China has admitted for the first time ever that it permits the illegal trade of captive tigers' skins at an international convention, according to participants and officials who attended the meeting.

"We don't ban trade in tiger skins but we do ban trade in tiger bones," a member of the Chinese delegation at the meeting said, BBC News reported.

The officials were taking part in a meeting for the Convention on International Trade in Endangered Species (CITES) in Geneva when Chinese members officially admitted to the ongoing trade.

China keeps between 5,000 and 6,000 tigers in captivity, and when those tigers die or are put down their skin and bones are sold under the radar to those citizens who value them for decorative purposes, according to the Smithsonian.
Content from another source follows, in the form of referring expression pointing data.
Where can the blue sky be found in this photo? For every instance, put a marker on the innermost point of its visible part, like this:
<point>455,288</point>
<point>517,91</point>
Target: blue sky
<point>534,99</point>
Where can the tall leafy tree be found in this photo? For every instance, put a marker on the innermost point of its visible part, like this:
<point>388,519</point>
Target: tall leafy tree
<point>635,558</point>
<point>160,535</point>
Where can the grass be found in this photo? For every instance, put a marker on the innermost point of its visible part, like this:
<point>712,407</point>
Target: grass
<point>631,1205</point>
The admission followed a report presented at the convention on how China's government facilitates the tiger skin trade, officials at the CITES meeting say. The report suggested that around 1,600 tigers, both from captivity and the wild, have been traded globally since 2000.
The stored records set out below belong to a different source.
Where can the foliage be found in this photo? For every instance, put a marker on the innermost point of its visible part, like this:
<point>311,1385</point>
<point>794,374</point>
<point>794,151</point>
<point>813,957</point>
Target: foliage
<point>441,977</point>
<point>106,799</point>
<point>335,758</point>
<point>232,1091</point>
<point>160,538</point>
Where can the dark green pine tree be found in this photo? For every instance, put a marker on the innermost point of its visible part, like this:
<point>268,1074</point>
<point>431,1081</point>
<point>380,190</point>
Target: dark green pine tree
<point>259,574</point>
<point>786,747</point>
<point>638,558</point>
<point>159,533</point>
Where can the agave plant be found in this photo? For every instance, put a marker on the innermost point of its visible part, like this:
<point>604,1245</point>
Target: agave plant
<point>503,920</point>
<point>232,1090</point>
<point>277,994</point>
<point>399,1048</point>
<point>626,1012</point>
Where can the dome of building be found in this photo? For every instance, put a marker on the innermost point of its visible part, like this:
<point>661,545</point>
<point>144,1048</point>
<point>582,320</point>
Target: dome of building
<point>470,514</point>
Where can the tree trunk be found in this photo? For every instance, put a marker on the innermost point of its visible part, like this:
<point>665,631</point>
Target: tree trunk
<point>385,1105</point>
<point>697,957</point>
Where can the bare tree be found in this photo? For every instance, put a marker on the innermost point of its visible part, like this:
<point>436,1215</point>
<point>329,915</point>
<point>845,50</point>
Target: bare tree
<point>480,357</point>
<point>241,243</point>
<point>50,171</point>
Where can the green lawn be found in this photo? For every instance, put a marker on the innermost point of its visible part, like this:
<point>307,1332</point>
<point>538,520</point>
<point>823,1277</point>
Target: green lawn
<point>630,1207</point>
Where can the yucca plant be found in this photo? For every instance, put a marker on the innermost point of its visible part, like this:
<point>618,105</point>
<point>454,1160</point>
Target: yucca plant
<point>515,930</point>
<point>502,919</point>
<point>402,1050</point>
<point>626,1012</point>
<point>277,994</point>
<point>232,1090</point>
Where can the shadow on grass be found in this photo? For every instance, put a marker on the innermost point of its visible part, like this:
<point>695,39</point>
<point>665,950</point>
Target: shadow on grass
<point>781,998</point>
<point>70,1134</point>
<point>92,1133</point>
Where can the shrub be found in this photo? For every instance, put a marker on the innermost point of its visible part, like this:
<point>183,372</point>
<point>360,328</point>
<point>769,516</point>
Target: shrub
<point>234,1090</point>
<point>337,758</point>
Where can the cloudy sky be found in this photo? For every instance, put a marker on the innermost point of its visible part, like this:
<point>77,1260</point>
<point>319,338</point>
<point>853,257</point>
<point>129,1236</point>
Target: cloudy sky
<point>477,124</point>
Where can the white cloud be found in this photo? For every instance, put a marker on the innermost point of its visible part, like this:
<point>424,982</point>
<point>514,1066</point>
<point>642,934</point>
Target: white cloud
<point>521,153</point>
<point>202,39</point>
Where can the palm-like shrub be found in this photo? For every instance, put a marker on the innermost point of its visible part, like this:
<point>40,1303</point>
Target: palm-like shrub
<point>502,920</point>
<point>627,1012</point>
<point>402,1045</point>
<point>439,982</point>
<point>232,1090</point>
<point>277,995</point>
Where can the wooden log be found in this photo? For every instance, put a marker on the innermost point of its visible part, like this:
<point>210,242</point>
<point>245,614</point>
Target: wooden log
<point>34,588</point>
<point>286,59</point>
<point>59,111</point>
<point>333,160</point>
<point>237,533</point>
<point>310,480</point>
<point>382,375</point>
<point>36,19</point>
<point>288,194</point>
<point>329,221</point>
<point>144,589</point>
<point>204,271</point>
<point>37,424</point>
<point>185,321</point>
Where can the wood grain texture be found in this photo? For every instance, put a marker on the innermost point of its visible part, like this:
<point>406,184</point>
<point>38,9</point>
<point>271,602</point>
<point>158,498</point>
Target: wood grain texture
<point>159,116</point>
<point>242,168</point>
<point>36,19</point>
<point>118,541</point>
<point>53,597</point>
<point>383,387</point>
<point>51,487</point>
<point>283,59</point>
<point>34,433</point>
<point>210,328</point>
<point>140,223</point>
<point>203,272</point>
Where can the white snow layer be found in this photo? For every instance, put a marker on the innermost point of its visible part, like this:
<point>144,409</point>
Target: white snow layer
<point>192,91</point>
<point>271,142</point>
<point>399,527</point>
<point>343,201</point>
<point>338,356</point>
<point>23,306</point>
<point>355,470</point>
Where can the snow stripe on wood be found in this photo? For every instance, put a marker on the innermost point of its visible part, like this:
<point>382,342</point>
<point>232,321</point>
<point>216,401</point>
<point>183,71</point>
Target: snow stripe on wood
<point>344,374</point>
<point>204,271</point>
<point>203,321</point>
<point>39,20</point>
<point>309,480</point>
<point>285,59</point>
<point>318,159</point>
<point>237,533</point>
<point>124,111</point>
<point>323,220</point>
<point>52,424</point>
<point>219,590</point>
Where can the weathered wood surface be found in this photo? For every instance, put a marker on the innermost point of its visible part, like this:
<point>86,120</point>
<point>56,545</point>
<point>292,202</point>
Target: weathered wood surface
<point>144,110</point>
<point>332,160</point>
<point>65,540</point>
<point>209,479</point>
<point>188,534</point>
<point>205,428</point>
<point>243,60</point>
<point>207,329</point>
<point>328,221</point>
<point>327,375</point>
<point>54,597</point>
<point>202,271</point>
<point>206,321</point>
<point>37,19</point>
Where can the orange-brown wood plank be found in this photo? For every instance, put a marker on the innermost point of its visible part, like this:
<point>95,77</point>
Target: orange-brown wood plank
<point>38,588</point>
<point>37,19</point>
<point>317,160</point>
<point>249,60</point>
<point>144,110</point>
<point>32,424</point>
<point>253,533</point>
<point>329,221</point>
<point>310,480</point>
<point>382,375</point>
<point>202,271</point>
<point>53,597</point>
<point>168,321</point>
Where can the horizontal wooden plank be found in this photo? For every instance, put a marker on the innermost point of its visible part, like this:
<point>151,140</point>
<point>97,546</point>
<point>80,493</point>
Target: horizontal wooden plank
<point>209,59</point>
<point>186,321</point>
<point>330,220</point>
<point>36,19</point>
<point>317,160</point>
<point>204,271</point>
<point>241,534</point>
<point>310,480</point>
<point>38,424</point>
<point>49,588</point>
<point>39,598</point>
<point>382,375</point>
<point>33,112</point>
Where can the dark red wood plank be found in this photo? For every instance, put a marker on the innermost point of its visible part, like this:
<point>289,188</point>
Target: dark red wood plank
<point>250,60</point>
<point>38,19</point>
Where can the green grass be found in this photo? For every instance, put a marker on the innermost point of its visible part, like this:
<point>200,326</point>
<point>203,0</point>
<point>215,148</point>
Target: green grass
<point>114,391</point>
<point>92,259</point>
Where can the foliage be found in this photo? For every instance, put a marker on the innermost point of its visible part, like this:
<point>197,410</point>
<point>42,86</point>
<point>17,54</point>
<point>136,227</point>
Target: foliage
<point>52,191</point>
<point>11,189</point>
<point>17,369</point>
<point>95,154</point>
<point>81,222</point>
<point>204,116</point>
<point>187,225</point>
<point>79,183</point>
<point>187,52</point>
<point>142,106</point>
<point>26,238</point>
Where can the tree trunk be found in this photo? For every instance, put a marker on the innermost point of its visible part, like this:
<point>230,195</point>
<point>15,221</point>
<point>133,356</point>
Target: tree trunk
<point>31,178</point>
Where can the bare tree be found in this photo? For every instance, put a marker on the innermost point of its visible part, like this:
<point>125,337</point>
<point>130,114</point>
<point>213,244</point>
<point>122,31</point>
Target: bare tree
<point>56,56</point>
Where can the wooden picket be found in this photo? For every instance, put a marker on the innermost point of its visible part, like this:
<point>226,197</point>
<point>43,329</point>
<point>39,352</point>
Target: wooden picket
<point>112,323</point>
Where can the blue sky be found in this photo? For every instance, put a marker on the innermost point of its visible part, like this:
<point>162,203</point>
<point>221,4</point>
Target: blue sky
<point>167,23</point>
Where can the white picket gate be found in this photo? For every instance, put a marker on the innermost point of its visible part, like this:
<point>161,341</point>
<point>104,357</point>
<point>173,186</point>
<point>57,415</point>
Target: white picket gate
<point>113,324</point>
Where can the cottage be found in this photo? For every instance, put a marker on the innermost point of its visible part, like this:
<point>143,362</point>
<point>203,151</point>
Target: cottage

"The report presented in the meeting created a situation that required China to respond," an anonymous participant told BBC.
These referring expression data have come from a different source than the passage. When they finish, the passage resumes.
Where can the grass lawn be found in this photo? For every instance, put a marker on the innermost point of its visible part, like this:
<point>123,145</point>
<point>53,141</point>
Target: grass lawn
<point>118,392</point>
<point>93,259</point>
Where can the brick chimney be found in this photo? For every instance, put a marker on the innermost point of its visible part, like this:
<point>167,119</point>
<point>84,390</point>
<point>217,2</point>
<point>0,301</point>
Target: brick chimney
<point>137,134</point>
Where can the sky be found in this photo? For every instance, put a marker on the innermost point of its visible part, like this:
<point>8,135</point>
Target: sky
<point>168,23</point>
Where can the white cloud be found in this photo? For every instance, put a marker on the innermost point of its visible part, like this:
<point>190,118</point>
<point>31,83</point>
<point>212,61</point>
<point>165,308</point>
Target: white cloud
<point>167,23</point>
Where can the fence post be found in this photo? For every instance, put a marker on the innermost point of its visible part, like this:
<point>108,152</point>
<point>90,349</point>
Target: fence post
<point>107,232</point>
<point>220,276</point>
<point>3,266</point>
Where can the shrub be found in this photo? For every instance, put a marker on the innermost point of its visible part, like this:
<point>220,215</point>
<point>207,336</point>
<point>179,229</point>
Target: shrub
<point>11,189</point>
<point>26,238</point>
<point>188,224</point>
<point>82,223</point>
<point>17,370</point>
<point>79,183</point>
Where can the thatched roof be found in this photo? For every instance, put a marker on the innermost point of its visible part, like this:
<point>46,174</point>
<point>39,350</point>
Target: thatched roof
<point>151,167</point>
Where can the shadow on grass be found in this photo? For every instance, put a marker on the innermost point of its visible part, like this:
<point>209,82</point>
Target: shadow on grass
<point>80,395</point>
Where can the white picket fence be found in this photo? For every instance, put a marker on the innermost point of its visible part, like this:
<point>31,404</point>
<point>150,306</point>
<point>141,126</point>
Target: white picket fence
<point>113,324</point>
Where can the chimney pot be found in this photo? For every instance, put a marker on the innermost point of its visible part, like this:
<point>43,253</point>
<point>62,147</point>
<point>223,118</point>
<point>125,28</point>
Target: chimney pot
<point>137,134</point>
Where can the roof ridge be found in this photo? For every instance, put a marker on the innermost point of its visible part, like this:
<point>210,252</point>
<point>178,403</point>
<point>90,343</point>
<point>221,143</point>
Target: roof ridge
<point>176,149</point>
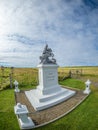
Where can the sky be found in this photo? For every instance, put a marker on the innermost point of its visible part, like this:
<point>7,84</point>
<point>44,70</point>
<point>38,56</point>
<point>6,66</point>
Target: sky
<point>69,27</point>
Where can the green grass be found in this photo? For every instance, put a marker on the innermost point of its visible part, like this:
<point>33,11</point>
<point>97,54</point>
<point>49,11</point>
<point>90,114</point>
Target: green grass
<point>84,117</point>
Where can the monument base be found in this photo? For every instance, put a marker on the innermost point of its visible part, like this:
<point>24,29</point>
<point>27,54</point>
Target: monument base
<point>40,101</point>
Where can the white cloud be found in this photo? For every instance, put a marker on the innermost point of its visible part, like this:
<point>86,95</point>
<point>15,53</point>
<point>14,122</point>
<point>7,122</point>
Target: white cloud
<point>69,27</point>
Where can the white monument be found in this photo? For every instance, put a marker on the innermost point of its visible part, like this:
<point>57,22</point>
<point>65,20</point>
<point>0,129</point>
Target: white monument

"Basically when the meeting focused on the findings of this report, the Chinese delegate intervened," he said. "It was the first time they admitted officially that this trade exists in China."

It is believed that "tiger farming" in China has fuelled demand for the poaching and trafficking of the endangered species elsewhere. Wildlife experts say other South East Asian countries like Vietnam, Thailand, Lao, Cambodia, Malaysia and Indonesia are also getting into the tiger farming trade.

The poachers and traders involved in this illegal market also deal in the skins of leopards, snow leopards and clouded leopards, taking their teeth and the bones also.

Anyone caught partaking in the tiger skin trade can go to jail for up to 10 years, according to the Smithsonian, but clearly offenders are still flying under the radar.

Conservationists hope that China's admission will curb these illegal activities, especially given that only 3,000 tigers are left in the wild.

"Denial mode does not help solve the problem but once you accept what is happening, it's easy to move ahead," SP Yadav, deputy inspector general of India's National Tiger Conservation Authority, told BBC.